Calls for an international tribunal to prosecute "Islamic State" fighters are growing louder ahead of an EU meeting. European states, including Germany, refuse to bring some of their citizens-turned-militants home.
Swedish politicians are some of the most vocal supporters of a special tribunal to try individuals who have committed crimes as members of the so-called Islamic State (IS). Sweden's interior minister, Mikael Damberg, recommends the quick creation of such a court.
"There should not be impunity for murder, terrorist crimes, war crimes or crimes against humanity," Damberg said in Stockholm at a conference for experts from various European countries. He included other war criminals in Syria and Iraq in this category: "This applies to all parties in the conflict," he said.
Damberg did not specify the location of the potential court but said it would be in the region of Syria and Iraq. The interior ministers from EU nations are set to meet Friday in Luxembourg to further discuss the issue.
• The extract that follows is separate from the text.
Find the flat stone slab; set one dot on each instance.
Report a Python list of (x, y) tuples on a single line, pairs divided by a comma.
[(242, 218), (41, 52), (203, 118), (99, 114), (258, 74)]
Chaotic conditions in camps for IS fighters' relatives
Following the military victory over IS, Syria and Iraq have been holding tens of thousands of former IS fighters and their family members in prisons and camps under abject conditions. Television reports over the past weeks have shown startling images: Women fully veiled in black and children, including many orphans, idling miserably in temperatures around 45 C (113 F). Overheated tents make sleep nearly impossible. Syrians, Kurds and Iraqis would like to send those who hail from Europe back to their home countries. But most European nations, including Germany, are trying to keep these citizens at a distance, since many are considered to be highly dangerous.
In the past years, more than 1,000 men and women from Germany alone joined IS in Syria and Iraq. Every fifth person died there, while every third person has already gone back to Germany. Some 500 are waiting behind bars and fences to return to Germany; most of them are German citizens. German security officials consider just over 20 individuals to be potential terrorists, who pose a threat to public safety.
They argue it is too dangerous politically to bring them back to Germany. The complex investigations German intelligence agencies have to undertake in Syria and Iraq complicate criminal prosecution, meaning that many of these Islamic fighters could only be sentenced to short prison terms — if at all.
Constitutional lawyers see no problem
The prominent German constitutional lawyer Rupert Scholz therefore sees no problems with establishing a new independent international tribunal under certain conditions. Scholz, also a former government minister for the conservative Christian Democrats (CDU), told DW that the court must "be built on the model of the International Criminal Court in The Hague."
He added that prerequisites include an agreement between Iraq and EU member nations based on public international law that would exclude the death penalty as a possible sentence. Scholz said the judges should come from Iraq and the home states of IS fighters.
Scholz sees many clear advantages; it would be much easier for a tribunal in Iraq to gather evidence, move investigations forward and question witnesses than it would be for a court located elsewhere. The Iraqi government also has an interest in sentencing the foreign Islamic fighters that killed many Iraqi citizens. The government in Baghdad is already offering to build a new prison for 2,000 IS criminals at a cost of $100 million (€83 million).
According to the German daily Die Welt, the German government is open to discussing the proposed special tribunal under the precondition that it be thoroughly reviewed by the international community.
Even Germany's most left-wing opposition party, The Left party, did not fundamentally reject an international court, though it did voice a preference for court proceedings to take place on German soil.
Ulla Jelpke, The Left party's expert for domestic and legal affairs, told DW: "Germans who have committed crimes should have to answer for them in Germany." Jelpke added that a tribunal in Iraq would be "only the second-best solution," since an international court would relieve the Islamic fighters' home states of part of their responsibility, she claimed.